For this is a ‘mugshot chair’ used in Victorian prisons that would have seen inmates want their photograph taken as fast as possible or left in plenty of pain.
Prisoners would have had to sit up straight with their legs together and ensured they did not move so their picture could be taken quickly in the jail.
The chair was designed so the head of the inmate would be in line with the brace at the back of it – and in the same place whether they were small or tall.
It was intended to be quick and hassle-free and helped jails comply with the 1871 Prevention of Crimes Act that said prisoners had to be photographically recorded.
The idea was that a photographer could set their camera up for the day with the correct height and focus, and then only have to touch it to take the picture.
To ensure they could get two angles of the prisoner – face-on and in profile – they would have set up an angled mirror to produce both pictures in one shot.
Prisoners would also be asked to show their hands when the photos were taken, to ensure any identifying marks or tattoos could be noted at the same time.
A photographer takes an inmate’s picture using the chair at Newgate Prison in London in the 19th century. The chair helped jails comply with the 1871 Prevention of Crimes Act
Geoff Belknapp, curator of photography at the National Science and Media Museum in Bradford, told MailOnline that the chair was first made in Germany around 1880.
He said: ‘The chair is small and narrow – just 25cm (10in) in width and approximately 90cm (35in) high, with a pointed ridge running front-to-back down the centre.

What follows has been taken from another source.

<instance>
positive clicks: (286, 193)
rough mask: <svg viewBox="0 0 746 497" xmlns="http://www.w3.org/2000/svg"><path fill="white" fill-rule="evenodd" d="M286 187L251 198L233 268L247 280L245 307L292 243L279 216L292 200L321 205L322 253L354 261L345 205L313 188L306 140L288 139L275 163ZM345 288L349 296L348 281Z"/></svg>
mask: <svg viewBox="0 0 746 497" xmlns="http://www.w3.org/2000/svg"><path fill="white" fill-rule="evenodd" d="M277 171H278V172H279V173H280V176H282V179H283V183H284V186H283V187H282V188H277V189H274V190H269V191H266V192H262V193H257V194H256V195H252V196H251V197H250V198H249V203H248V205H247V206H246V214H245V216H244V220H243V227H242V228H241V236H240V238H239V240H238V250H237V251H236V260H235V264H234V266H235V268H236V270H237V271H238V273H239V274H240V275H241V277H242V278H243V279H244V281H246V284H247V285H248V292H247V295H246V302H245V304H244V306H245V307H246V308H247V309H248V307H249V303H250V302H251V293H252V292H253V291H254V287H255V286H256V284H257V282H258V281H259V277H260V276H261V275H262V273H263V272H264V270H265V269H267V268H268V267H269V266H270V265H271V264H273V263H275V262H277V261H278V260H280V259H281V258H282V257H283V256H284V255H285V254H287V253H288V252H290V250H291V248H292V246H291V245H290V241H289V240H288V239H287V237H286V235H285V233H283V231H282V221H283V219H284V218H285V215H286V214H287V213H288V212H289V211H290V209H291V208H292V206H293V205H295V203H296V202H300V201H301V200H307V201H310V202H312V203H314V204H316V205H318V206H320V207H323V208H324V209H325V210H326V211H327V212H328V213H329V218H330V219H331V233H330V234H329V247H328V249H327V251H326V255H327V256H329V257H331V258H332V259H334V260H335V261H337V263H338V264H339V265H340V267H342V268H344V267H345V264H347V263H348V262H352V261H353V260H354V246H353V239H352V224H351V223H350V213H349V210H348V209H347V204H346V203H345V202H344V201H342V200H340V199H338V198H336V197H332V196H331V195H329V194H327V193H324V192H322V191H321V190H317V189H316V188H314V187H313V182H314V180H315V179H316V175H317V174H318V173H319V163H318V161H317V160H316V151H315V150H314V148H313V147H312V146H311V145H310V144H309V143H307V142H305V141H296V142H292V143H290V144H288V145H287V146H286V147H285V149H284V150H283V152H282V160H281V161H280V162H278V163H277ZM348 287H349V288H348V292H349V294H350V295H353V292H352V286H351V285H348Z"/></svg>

‘Despite its appearance the design isn’t intended to specifically make it uncomfortable for the sitter.
‘The reason there is a ridge down the centre of the seat and a metal rod at the back is so all sitters are positioned for their photographs in the same way – sat up straight and facing forward.
‘I imagine it would have been uncomfortable had anyone tried to move from this position.
Mugshots taken of prisoners in the late 19th century, showing a mirror placed on the inmate’s right shoulder to capture their profile. These portraits are unusual compared with the standard of prison photography at the time, by combine the profiling and frontal portrait in one picture
The use of photography to record known criminals had been in evidence as early as the 1840s, three decades before it became UK law. Pictured: More mugshots using the mirror technique
‘The intention was for the photographs to display a standard pose and posture for each sitter. The chair ensures the sitter sits as straight and upright as possible, and the brace is to keep the head looking forward.’
He added that the concept of the two-angle photograph was apparently pushed forward by Alphonse Bertillon, a French police officer born in Paris.
The use of photography to record known criminals had been in evidence as early as the 1840s, three decades before it became law in the UK.
Mr Belknapp continued: ‘Bertillon helped to standardise the process when, in 1888, he devised the modern “mug shot” featuring full face and profile views, as well as standardising the lighting and angles.
‘His method was soon adopted in many places throughout Europe. However, as you can see from the other sets of mug shots – there were other methods employed to get the two-angle shots, such as holding a mirror up to the suspect’s face.’